Panneau de frise sculpté en calcaire présentant un groupe de deux animaux fantastiques affrontés, identifiés ici comme un griffon et un aspic, dans une composition pouvant évoquer une psychomachie, id est un combat symbolique entre le Bien et le Mal. D’une composition dense et nerveuse, ce bestiaire fantastique est caractéristique de l’apogée de l’art roman. Le registre supérieur est occupé par un groupe de deux animaux fantastiques affrontés, traités en haut-relief sur fond évidé : un aspic à dextre et un griffon à senestre. L’ensemble conduit à proposer, avec une forte probabilité, une origine en Bourgogne méridionale, au deuxième quart du 12e siècle dans la mouvance des ateliers du cercle clunisien.

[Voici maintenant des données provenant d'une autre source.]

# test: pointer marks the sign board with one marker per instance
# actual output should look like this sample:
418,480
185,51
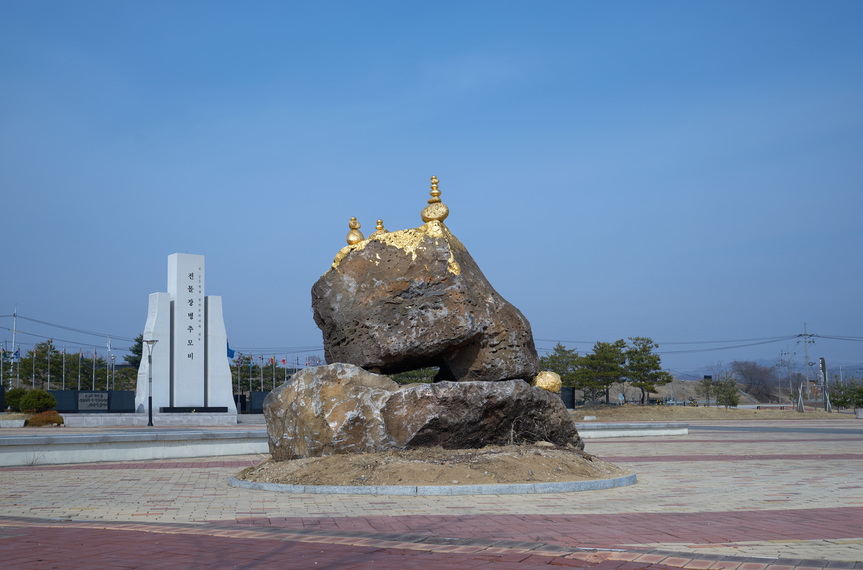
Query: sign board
92,401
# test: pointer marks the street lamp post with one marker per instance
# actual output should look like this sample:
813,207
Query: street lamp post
150,344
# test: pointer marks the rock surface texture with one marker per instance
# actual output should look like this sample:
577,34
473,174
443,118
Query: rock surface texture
415,298
341,408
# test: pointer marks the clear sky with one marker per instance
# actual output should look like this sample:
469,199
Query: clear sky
687,171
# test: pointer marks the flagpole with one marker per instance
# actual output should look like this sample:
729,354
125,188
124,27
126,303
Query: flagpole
108,364
15,326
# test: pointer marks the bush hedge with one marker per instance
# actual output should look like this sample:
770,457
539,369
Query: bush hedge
13,398
37,400
49,418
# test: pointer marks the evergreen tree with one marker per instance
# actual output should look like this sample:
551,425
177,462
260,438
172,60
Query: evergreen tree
604,367
564,362
644,366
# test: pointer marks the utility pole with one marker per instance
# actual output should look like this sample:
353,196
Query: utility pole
806,356
827,406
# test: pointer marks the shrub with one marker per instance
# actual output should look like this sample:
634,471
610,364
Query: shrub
37,400
13,398
48,418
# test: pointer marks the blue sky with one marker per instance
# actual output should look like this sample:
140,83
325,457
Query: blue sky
687,171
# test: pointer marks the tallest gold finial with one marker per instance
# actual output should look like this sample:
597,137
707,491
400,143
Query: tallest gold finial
436,210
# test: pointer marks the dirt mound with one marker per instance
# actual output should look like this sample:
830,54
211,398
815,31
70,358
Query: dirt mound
539,463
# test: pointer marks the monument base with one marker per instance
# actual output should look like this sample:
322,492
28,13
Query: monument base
193,410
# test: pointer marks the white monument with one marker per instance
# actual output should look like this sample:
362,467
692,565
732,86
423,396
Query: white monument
191,371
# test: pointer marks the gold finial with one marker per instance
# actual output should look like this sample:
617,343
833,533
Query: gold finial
355,235
379,230
436,210
435,192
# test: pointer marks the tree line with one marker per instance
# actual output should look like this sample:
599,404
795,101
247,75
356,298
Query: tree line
610,363
47,367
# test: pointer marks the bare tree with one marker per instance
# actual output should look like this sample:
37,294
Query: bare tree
758,381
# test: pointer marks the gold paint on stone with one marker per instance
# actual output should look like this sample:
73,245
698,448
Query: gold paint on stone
410,241
548,380
379,230
354,235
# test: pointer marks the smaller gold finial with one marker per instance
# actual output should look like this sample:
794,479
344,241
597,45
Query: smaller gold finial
379,230
436,210
355,235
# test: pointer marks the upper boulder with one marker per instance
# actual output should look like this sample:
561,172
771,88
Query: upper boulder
415,298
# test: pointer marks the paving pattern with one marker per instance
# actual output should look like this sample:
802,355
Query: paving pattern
734,495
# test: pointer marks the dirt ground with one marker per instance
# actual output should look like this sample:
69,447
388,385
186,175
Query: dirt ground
500,464
636,413
536,463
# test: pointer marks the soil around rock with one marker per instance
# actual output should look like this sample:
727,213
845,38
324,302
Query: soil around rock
491,465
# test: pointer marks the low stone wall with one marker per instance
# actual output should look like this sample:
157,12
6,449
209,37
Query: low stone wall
116,420
56,448
608,430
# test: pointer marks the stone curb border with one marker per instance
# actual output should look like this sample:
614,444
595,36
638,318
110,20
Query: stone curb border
440,490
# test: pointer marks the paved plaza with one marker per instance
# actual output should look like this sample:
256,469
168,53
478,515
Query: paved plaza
730,495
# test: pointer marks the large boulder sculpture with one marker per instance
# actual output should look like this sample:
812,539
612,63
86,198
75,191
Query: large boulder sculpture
415,298
342,408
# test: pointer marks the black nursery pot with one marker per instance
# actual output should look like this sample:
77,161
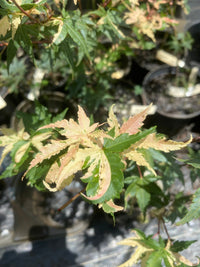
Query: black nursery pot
168,118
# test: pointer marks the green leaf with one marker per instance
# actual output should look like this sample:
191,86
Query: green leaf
11,53
67,51
124,141
194,210
117,178
76,36
154,259
181,245
4,4
136,190
22,39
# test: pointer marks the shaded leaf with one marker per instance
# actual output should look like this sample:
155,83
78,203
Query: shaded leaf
194,210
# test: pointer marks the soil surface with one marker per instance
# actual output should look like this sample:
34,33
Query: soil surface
156,91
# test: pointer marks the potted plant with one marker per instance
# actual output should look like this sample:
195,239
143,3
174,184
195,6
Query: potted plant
54,151
173,88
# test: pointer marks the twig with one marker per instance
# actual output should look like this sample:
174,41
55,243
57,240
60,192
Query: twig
24,12
72,199
106,3
166,231
140,173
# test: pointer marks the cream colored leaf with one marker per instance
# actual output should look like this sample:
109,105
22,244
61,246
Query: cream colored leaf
9,140
72,129
134,123
139,159
113,122
62,174
140,251
152,141
7,131
46,152
5,25
83,120
37,139
16,20
21,151
58,124
114,206
182,259
60,26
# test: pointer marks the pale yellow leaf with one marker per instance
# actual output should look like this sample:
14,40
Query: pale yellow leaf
60,23
4,25
46,152
62,174
7,131
134,123
19,2
182,259
16,20
114,206
21,151
139,159
160,143
9,140
58,124
37,139
83,120
113,122
139,252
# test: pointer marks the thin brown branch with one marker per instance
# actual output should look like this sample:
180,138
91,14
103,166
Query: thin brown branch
106,3
72,199
24,12
165,228
140,173
2,43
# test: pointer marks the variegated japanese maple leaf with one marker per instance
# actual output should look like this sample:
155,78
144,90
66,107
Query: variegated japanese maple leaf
152,252
98,155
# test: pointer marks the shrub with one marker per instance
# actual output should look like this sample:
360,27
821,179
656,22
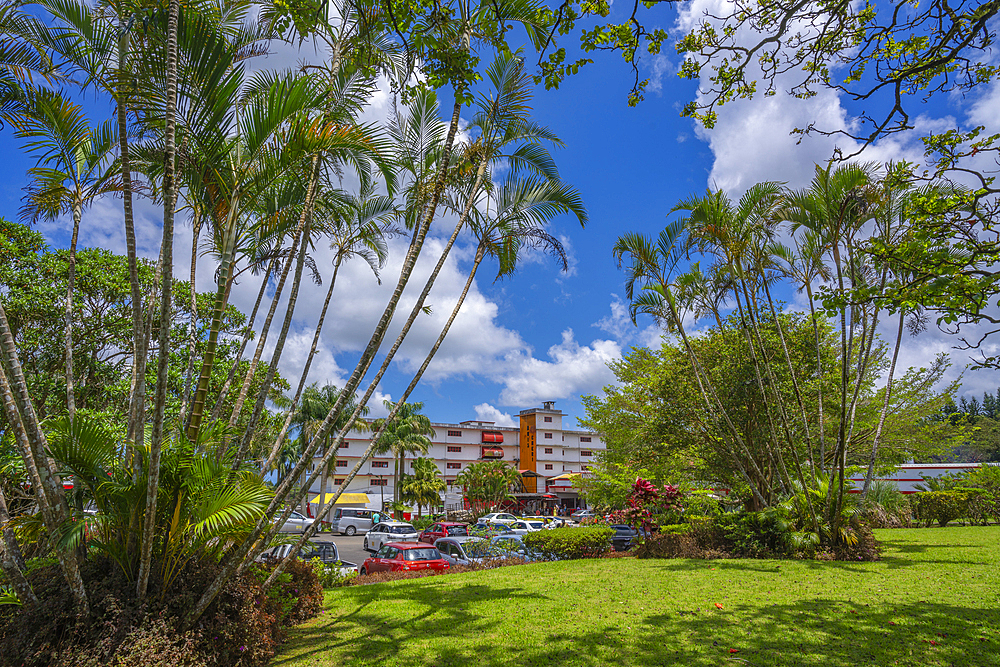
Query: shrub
330,576
241,627
569,543
943,506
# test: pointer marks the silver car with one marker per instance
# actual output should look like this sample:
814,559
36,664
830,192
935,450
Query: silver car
390,531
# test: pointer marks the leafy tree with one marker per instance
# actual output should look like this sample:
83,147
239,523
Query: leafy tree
487,483
423,487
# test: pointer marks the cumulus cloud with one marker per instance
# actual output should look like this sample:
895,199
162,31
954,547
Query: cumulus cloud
572,369
487,413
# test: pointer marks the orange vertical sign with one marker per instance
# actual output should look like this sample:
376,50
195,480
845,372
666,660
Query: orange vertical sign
529,461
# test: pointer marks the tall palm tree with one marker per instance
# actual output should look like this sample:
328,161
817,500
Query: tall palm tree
73,169
359,233
404,431
424,486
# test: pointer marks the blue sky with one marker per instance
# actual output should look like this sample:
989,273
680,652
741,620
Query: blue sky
543,334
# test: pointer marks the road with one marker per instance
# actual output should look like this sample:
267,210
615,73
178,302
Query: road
349,548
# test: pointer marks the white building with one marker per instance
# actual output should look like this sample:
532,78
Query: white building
546,454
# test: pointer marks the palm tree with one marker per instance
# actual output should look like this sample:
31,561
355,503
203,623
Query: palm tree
404,431
424,486
359,235
73,169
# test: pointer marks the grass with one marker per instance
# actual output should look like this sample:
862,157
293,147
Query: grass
931,600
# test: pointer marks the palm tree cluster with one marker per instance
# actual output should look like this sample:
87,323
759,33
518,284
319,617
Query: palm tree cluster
255,159
808,421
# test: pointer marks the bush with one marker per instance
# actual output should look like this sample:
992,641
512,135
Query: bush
242,627
942,506
569,543
330,576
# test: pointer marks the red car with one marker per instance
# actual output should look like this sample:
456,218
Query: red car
444,529
406,556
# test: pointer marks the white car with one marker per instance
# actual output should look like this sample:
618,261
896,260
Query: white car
296,523
525,526
390,531
498,517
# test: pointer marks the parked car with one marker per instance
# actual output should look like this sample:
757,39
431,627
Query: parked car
497,517
405,556
488,529
351,521
513,546
625,537
296,523
444,529
325,551
389,531
466,550
524,526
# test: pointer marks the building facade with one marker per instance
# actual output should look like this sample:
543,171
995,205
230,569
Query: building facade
547,454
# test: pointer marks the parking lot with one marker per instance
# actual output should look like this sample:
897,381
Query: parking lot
349,548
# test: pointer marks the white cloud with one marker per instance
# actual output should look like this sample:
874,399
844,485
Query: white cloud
573,370
487,413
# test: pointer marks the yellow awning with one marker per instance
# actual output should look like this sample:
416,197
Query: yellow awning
345,499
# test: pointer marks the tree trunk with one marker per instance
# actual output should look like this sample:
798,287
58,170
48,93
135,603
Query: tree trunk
16,393
217,408
70,282
305,373
167,255
134,432
193,320
885,408
11,559
297,239
234,559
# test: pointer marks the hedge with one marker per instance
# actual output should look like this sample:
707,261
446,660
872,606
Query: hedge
569,543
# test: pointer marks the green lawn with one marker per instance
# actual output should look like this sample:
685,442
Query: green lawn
939,585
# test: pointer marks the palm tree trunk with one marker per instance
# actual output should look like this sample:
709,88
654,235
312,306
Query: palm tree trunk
234,559
217,408
297,239
193,321
885,408
70,282
226,265
305,372
11,559
134,433
279,346
50,491
167,253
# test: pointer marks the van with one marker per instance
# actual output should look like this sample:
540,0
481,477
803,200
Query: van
351,521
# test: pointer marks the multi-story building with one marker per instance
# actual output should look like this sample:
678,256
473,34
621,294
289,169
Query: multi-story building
546,454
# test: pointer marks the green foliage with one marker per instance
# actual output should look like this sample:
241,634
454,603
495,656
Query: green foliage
569,543
943,506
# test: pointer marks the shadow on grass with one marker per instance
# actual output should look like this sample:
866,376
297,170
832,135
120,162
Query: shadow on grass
827,632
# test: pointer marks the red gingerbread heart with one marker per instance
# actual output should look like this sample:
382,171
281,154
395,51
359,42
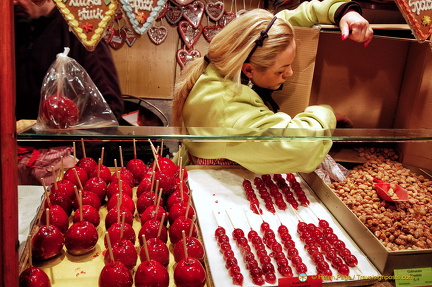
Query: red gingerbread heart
418,15
194,12
215,10
184,56
130,36
118,39
174,14
210,31
157,34
188,33
109,33
226,18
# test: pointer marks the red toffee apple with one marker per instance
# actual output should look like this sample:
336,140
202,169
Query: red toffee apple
89,213
138,168
103,172
180,224
180,209
88,198
153,212
57,217
125,175
47,242
176,197
64,188
115,274
98,186
145,185
34,277
151,273
126,202
124,251
194,248
88,163
189,272
146,199
81,238
119,231
114,216
151,228
59,112
71,175
61,200
114,188
157,250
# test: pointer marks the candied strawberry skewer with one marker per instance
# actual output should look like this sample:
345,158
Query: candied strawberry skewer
255,271
251,196
274,192
228,255
295,185
265,195
263,257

Ce magnifique relief s’inscrit dans le vaste courant du bestiaire roman français, mais son langage formel invite à l’écarter des grands foyers méridionaux les plus narratifs pour le rapprocher du Centre-Est, et plus particulièrement de la Bourgogne méridionale, et plus précisément, des zones marquées par le rayonnement clunisien. Plusieurs éléments plaident en ce sens. La composition se caractérise par un resserrement très construit des formes, où les deux créatures fantastiques occupent presque entièrement le champ sculpté avec une rythmique évidente. Les corps se développent en courbes souples et enroulements continus, selon une logique moins descriptive que rythmique. Ces silhouettes fortement profilées et rythmées se retrouvent dans un ensemble de productions romanes de la Bourgogne méridionale, où le décor animalier est fréquemment traité comme une forme emblématique, presque héraldique, davantage que comme une scène narrative. Parmi les rapprochements les plus convaincants figurent d’abord les œuvres de Cluny et de sa sphère de diffusion. Pour l’abbaye de Cluny les panneaux de frise du triforium de l’avant-nef FA896.29.1-6, mais également certains chapiteaux de l’abbaye de Mozac, autre site clunisien.
Dossier complet sur demande.
Ouvrages consultés :
· Contribution à l’histoire de la sculpture des maisons romanes de Cluny, Neil Stratford in Bulletin Monumental, t. 153, n° 3, 1995, p. 221-242.
· Corpus de la sculpture de Cluny. Tome 1. Les parties orientales de la grande église Cluny III, Neil Stratford, Paris, 2011.
· La mythologie revisitée chez les sculpteurs romans en Bourgogne, Neil Stratford, in Comptes rendus des séances de l’Académie des Inscriptions et Belles-Lettres, 147e année, n° 3, 2003, p. 1243-1265.
· La Bourgogne romane, Christian Sapin, Chantal Arnaud et Walter Berry, Dijon, 2006.
· Bourgogne Romane, Raymond Oursel, 1986


Relief Roman — France, Bourgogne méridionale - XIIe siècle Réf. 289
Sujet : Haut-relief
Matériau : pierre calcaire
Dimensions : H. 42,5cm, L. 23,5cm, P. 8,8cm
Origine proposée : Bourgogne méridionale
Datation : deuxième quart du XIIe siècle
Provenance : collection privée américaine; vente Sotheby's New York; collection particulière.
Condition : petits manques, anciens percements de montage moderne
Référence : 289

Panneau de frise sculpté en calcaire clair présentant un groupe de deux animaux fantastiques affrontés, identifiés ici comme un griffon et un aspic, dans une composition pouvant évoquer une psychomachie, c'est-à-dire un combat symbolique entre le Bien et le Mal. D'une composition dense et nerveuse, ce bestiaire fantastique est caractéristique de l'apogée de l'art roman.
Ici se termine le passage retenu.